Desde que se fue Guardiola y Tito Vilanova dejó de ocupar el banquillo azulgrana a causa de su enfermedad, el Barça no ha entrenado bien. La falta de competitividad puede atribuirse a lo que se llama barriga llena de títulos, pero sobre todo a la falta de exigencia de Roura primero y del Tata Martino después. Comentarios de jugadores hablando de entrenamientos poco intensos, métodos anticuados y otras cosas son síntomas inequívocos de que algo no se hacía bien. Y eso, unido al “se juega como se entrena” lo ha acabado pagando el Barcelona y en especial Messi, tanto durante la temporada como en el Mundial.

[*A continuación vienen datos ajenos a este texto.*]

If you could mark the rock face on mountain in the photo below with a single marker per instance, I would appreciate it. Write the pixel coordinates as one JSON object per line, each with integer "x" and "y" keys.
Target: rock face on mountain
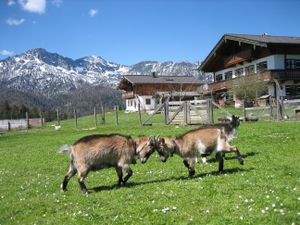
{"x": 41, "y": 72}
{"x": 44, "y": 80}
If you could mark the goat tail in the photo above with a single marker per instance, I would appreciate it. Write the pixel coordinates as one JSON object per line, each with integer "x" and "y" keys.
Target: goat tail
{"x": 65, "y": 148}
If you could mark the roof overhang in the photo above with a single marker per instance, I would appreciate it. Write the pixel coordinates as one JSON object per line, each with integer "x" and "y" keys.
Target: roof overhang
{"x": 224, "y": 40}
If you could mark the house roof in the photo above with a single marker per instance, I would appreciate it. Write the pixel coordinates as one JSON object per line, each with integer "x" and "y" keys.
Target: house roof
{"x": 144, "y": 79}
{"x": 263, "y": 41}
{"x": 265, "y": 38}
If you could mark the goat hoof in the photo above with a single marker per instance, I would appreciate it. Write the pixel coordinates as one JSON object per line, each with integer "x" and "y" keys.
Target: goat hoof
{"x": 85, "y": 191}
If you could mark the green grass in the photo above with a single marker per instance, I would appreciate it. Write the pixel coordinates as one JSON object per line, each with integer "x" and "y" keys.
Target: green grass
{"x": 265, "y": 190}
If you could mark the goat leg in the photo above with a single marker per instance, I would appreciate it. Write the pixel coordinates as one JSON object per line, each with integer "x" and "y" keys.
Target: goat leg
{"x": 129, "y": 174}
{"x": 239, "y": 156}
{"x": 120, "y": 175}
{"x": 219, "y": 157}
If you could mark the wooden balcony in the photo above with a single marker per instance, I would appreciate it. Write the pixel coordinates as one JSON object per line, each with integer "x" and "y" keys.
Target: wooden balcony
{"x": 283, "y": 75}
{"x": 128, "y": 95}
{"x": 266, "y": 76}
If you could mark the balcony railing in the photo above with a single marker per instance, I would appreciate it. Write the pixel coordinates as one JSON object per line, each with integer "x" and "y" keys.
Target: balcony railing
{"x": 128, "y": 95}
{"x": 266, "y": 76}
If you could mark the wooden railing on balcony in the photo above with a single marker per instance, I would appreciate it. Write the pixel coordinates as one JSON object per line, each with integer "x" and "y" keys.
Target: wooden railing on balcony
{"x": 127, "y": 95}
{"x": 286, "y": 74}
{"x": 265, "y": 76}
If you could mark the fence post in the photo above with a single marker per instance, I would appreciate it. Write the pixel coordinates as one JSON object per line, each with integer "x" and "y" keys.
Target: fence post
{"x": 117, "y": 114}
{"x": 271, "y": 106}
{"x": 244, "y": 110}
{"x": 166, "y": 112}
{"x": 140, "y": 114}
{"x": 27, "y": 121}
{"x": 57, "y": 116}
{"x": 185, "y": 112}
{"x": 210, "y": 111}
{"x": 103, "y": 114}
{"x": 75, "y": 117}
{"x": 41, "y": 117}
{"x": 95, "y": 116}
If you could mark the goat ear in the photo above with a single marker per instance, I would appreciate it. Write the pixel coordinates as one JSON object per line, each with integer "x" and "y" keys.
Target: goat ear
{"x": 151, "y": 140}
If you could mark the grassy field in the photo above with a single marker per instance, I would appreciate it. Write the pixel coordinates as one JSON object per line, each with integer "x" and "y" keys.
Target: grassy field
{"x": 266, "y": 190}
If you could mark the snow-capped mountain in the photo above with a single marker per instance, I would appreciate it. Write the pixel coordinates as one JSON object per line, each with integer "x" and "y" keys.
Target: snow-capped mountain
{"x": 42, "y": 72}
{"x": 49, "y": 73}
{"x": 165, "y": 68}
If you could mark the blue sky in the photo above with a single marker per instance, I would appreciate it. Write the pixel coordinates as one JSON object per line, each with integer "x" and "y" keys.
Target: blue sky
{"x": 130, "y": 31}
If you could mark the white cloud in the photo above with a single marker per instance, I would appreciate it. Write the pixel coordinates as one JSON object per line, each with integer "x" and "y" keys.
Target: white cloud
{"x": 6, "y": 53}
{"x": 35, "y": 6}
{"x": 93, "y": 12}
{"x": 14, "y": 22}
{"x": 11, "y": 2}
{"x": 57, "y": 3}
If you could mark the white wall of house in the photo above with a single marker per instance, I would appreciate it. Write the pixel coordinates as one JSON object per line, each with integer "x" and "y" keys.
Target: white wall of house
{"x": 274, "y": 62}
{"x": 147, "y": 103}
{"x": 131, "y": 105}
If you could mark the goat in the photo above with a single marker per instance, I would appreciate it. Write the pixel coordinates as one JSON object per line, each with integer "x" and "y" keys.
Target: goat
{"x": 230, "y": 130}
{"x": 203, "y": 141}
{"x": 100, "y": 151}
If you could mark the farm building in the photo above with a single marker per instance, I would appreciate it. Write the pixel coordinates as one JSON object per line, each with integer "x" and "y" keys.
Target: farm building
{"x": 264, "y": 57}
{"x": 149, "y": 91}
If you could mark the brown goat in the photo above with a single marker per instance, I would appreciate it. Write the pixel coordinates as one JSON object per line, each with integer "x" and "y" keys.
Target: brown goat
{"x": 96, "y": 152}
{"x": 203, "y": 141}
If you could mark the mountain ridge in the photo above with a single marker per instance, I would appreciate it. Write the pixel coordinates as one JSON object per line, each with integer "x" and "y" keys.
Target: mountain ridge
{"x": 42, "y": 72}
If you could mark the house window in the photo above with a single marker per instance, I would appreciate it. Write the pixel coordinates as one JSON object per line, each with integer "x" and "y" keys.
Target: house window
{"x": 239, "y": 72}
{"x": 148, "y": 101}
{"x": 249, "y": 70}
{"x": 262, "y": 66}
{"x": 292, "y": 90}
{"x": 228, "y": 75}
{"x": 292, "y": 64}
{"x": 219, "y": 77}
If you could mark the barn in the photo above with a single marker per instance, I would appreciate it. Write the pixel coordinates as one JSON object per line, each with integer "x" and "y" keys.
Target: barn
{"x": 260, "y": 57}
{"x": 147, "y": 91}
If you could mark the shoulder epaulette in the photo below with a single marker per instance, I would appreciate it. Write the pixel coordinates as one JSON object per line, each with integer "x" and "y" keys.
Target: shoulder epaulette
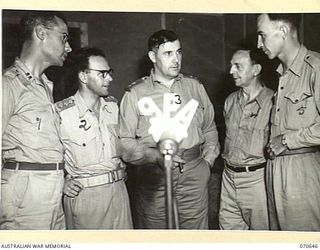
{"x": 137, "y": 82}
{"x": 110, "y": 98}
{"x": 65, "y": 104}
{"x": 313, "y": 59}
{"x": 11, "y": 72}
{"x": 192, "y": 77}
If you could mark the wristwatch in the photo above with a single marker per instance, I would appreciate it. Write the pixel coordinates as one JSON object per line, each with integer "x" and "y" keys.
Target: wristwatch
{"x": 284, "y": 141}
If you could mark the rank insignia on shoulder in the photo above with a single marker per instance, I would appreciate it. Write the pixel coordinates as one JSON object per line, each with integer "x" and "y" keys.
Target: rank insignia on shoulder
{"x": 65, "y": 104}
{"x": 313, "y": 59}
{"x": 110, "y": 98}
{"x": 137, "y": 82}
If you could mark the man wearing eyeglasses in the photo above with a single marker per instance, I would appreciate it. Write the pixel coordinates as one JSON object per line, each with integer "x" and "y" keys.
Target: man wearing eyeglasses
{"x": 32, "y": 153}
{"x": 95, "y": 193}
{"x": 197, "y": 152}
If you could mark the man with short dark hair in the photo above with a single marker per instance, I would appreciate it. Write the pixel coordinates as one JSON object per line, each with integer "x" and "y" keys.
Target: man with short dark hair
{"x": 32, "y": 153}
{"x": 197, "y": 152}
{"x": 95, "y": 192}
{"x": 293, "y": 171}
{"x": 243, "y": 202}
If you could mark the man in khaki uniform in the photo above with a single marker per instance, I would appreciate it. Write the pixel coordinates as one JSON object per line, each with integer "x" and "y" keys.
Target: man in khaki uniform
{"x": 32, "y": 153}
{"x": 198, "y": 150}
{"x": 243, "y": 202}
{"x": 95, "y": 192}
{"x": 293, "y": 173}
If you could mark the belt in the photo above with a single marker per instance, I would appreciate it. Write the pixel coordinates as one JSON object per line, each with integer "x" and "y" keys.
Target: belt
{"x": 299, "y": 151}
{"x": 190, "y": 154}
{"x": 110, "y": 177}
{"x": 245, "y": 169}
{"x": 33, "y": 166}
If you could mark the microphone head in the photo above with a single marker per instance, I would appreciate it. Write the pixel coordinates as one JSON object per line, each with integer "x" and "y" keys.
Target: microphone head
{"x": 168, "y": 144}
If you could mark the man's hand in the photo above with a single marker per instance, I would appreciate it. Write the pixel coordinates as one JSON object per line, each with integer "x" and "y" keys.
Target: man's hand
{"x": 72, "y": 187}
{"x": 177, "y": 160}
{"x": 275, "y": 147}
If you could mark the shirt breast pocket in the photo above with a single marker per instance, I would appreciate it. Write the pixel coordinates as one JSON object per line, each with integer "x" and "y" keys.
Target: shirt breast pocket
{"x": 85, "y": 146}
{"x": 300, "y": 110}
{"x": 114, "y": 131}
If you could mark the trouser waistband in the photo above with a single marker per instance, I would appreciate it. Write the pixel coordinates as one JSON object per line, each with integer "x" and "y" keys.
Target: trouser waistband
{"x": 33, "y": 166}
{"x": 246, "y": 168}
{"x": 299, "y": 151}
{"x": 190, "y": 154}
{"x": 107, "y": 178}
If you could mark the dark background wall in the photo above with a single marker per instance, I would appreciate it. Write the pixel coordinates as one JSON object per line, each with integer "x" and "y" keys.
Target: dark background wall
{"x": 208, "y": 42}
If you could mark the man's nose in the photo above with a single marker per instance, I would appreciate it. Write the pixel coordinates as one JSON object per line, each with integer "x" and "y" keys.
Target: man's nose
{"x": 259, "y": 43}
{"x": 231, "y": 71}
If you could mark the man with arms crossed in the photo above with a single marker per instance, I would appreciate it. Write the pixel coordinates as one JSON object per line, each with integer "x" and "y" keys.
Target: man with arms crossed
{"x": 95, "y": 192}
{"x": 32, "y": 169}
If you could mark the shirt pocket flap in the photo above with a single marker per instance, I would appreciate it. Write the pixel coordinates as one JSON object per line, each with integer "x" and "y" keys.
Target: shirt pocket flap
{"x": 298, "y": 96}
{"x": 114, "y": 129}
{"x": 84, "y": 138}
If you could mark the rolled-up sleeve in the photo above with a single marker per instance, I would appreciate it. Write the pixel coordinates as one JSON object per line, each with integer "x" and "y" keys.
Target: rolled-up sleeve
{"x": 8, "y": 101}
{"x": 211, "y": 146}
{"x": 308, "y": 136}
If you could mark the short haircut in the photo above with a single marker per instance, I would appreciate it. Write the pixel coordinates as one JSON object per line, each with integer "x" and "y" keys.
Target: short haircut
{"x": 80, "y": 58}
{"x": 256, "y": 55}
{"x": 160, "y": 37}
{"x": 33, "y": 18}
{"x": 293, "y": 19}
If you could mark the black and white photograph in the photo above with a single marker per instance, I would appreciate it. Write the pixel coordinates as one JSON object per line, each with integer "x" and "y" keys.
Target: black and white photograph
{"x": 160, "y": 120}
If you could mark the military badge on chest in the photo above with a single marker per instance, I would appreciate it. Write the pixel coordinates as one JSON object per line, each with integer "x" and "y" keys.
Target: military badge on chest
{"x": 84, "y": 125}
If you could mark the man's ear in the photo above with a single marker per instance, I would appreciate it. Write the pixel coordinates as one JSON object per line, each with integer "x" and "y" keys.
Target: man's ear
{"x": 285, "y": 29}
{"x": 83, "y": 77}
{"x": 152, "y": 56}
{"x": 257, "y": 69}
{"x": 40, "y": 32}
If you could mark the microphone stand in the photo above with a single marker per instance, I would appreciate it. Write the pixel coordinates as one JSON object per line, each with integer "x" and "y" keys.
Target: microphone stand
{"x": 169, "y": 147}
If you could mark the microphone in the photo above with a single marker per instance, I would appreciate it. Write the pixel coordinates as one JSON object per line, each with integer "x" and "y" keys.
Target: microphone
{"x": 168, "y": 144}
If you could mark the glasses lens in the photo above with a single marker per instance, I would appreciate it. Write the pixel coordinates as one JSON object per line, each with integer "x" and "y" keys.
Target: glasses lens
{"x": 65, "y": 37}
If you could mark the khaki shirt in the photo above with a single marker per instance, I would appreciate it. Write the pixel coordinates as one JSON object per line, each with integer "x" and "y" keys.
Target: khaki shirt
{"x": 30, "y": 122}
{"x": 134, "y": 125}
{"x": 91, "y": 145}
{"x": 297, "y": 101}
{"x": 247, "y": 128}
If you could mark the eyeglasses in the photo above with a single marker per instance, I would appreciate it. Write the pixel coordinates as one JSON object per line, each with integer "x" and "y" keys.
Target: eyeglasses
{"x": 104, "y": 73}
{"x": 65, "y": 36}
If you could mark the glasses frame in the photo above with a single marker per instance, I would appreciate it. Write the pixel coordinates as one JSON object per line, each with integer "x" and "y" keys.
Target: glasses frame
{"x": 104, "y": 73}
{"x": 65, "y": 36}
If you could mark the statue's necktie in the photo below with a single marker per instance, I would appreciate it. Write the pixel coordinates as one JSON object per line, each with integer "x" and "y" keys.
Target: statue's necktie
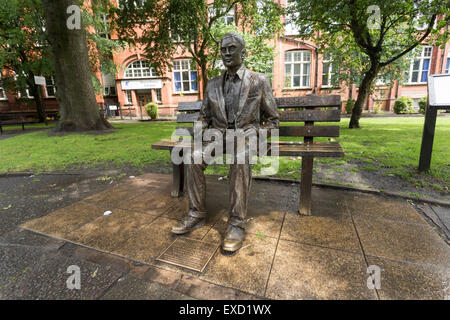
{"x": 231, "y": 97}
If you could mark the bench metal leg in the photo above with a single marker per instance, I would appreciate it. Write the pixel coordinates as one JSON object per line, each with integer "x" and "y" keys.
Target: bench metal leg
{"x": 178, "y": 180}
{"x": 305, "y": 186}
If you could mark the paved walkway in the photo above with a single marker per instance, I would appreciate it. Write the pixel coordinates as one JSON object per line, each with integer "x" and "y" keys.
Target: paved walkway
{"x": 285, "y": 256}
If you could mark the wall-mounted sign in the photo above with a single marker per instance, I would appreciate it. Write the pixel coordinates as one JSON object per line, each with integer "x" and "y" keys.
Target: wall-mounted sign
{"x": 39, "y": 80}
{"x": 141, "y": 84}
{"x": 439, "y": 90}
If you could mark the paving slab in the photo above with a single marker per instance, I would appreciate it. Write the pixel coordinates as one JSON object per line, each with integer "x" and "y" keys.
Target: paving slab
{"x": 307, "y": 272}
{"x": 62, "y": 222}
{"x": 409, "y": 242}
{"x": 246, "y": 270}
{"x": 327, "y": 227}
{"x": 131, "y": 288}
{"x": 404, "y": 281}
{"x": 370, "y": 206}
{"x": 109, "y": 232}
{"x": 285, "y": 255}
{"x": 47, "y": 280}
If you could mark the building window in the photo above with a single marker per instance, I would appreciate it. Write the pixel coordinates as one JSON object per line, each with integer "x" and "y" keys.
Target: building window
{"x": 447, "y": 65}
{"x": 2, "y": 91}
{"x": 140, "y": 69}
{"x": 185, "y": 76}
{"x": 420, "y": 66}
{"x": 128, "y": 97}
{"x": 158, "y": 95}
{"x": 297, "y": 65}
{"x": 227, "y": 18}
{"x": 290, "y": 28}
{"x": 24, "y": 89}
{"x": 328, "y": 71}
{"x": 50, "y": 87}
{"x": 104, "y": 29}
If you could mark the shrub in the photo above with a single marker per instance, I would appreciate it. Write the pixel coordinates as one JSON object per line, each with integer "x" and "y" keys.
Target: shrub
{"x": 403, "y": 105}
{"x": 152, "y": 110}
{"x": 423, "y": 105}
{"x": 349, "y": 105}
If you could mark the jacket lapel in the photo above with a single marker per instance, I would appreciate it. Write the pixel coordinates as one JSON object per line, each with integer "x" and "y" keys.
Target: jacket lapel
{"x": 220, "y": 97}
{"x": 245, "y": 88}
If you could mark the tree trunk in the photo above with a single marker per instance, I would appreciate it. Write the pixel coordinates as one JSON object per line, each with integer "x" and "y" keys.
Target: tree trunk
{"x": 75, "y": 92}
{"x": 204, "y": 75}
{"x": 363, "y": 93}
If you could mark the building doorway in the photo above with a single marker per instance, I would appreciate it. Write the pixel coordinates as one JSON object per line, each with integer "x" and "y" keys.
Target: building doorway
{"x": 143, "y": 99}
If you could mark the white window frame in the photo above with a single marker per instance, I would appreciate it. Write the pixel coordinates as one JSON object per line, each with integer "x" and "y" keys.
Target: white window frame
{"x": 27, "y": 90}
{"x": 228, "y": 19}
{"x": 50, "y": 85}
{"x": 141, "y": 66}
{"x": 181, "y": 69}
{"x": 106, "y": 33}
{"x": 303, "y": 62}
{"x": 330, "y": 72}
{"x": 447, "y": 63}
{"x": 158, "y": 99}
{"x": 4, "y": 96}
{"x": 290, "y": 29}
{"x": 420, "y": 71}
{"x": 128, "y": 99}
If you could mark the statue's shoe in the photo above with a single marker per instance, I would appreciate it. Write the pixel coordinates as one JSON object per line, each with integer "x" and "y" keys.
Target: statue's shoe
{"x": 188, "y": 224}
{"x": 233, "y": 239}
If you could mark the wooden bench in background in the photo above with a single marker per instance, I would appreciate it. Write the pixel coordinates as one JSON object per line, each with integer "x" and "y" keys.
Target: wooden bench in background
{"x": 309, "y": 110}
{"x": 22, "y": 118}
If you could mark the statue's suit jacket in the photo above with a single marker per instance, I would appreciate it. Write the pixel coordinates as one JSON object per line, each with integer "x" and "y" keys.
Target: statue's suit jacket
{"x": 257, "y": 107}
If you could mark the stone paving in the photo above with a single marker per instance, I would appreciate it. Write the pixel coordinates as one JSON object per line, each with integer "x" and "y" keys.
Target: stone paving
{"x": 285, "y": 255}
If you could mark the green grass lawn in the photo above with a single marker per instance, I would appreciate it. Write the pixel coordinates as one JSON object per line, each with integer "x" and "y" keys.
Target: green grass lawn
{"x": 390, "y": 144}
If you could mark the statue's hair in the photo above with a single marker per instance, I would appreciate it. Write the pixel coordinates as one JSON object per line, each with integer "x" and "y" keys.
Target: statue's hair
{"x": 235, "y": 36}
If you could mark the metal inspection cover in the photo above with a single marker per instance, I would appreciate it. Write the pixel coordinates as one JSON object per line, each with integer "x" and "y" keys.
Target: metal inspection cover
{"x": 189, "y": 253}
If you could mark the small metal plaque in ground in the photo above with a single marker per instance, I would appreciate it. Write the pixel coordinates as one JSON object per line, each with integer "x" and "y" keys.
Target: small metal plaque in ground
{"x": 189, "y": 253}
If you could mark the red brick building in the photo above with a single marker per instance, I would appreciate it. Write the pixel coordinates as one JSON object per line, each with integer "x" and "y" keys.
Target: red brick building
{"x": 298, "y": 70}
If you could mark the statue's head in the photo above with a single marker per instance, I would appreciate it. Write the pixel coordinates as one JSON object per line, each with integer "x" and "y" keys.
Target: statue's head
{"x": 232, "y": 49}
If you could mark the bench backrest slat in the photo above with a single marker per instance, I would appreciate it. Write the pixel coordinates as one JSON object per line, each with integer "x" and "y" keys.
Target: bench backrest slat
{"x": 332, "y": 115}
{"x": 310, "y": 114}
{"x": 309, "y": 101}
{"x": 309, "y": 131}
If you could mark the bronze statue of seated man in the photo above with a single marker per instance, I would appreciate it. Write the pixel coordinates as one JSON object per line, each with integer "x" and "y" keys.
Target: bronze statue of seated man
{"x": 237, "y": 99}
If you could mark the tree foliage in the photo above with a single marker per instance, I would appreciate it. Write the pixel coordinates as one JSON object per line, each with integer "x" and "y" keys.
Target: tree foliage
{"x": 371, "y": 37}
{"x": 25, "y": 50}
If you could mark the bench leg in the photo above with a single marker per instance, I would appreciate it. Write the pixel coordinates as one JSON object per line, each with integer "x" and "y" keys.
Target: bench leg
{"x": 178, "y": 180}
{"x": 305, "y": 186}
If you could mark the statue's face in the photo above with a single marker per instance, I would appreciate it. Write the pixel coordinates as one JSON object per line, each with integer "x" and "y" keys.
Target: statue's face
{"x": 232, "y": 53}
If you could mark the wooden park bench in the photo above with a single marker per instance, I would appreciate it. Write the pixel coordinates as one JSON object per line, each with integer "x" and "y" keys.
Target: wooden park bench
{"x": 22, "y": 118}
{"x": 308, "y": 109}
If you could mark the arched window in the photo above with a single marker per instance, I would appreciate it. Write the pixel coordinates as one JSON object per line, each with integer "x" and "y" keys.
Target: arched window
{"x": 140, "y": 69}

¿Y ahora qué?, se pregunta mucha gente. ¿Volverá Messi a ser el que fue? A sus 27 años no hay razón para dudar del rendimiento del argentino con la camiseta del Barça si las cosas se hacen bien. Las habría si uno tuviera la sensación de que el tipo que han escogido para entrenar al primer equipo no va volver a inculcar la cultura del esfuerzo en un grupo que necesita trabajar para no depender de las cifras escandalosas de un crack estratosférico.

A la selección argentina, ayer se vio, no le ha alcanzado con rodear a Messi con luchadores y máquinas competitivas. Tampoco basta con rodearle de buenos futbolistas si no existe trabajo, entrenamiento y esfuerzo; el Barça 2012-14 es un buen ejemplo de ello. Aun a fuerza de que la siguiente afirmación sea tildada de nostálgica, Leo Messi necesita un entorno cuidado, un grupo capaz de dar el máximo de sí mismo y, aunque suene triste en deportistas profesionales, un líder en el vestuario que sea capaz de encauzar las ganas y compatibilizarlas con el talento, de lograr que vuelva a florecer la sonrisa pícara en los labios del 10.

No seré yo quien dude de la vuelta de Messi, aunque la derrota de Maracaná seguramente le afecte. Porque Messi es, ante todo, un ganador. Como Nadal. Como Jordan. Como Schumacher. Y de los ganadores no se duda. O no se debería.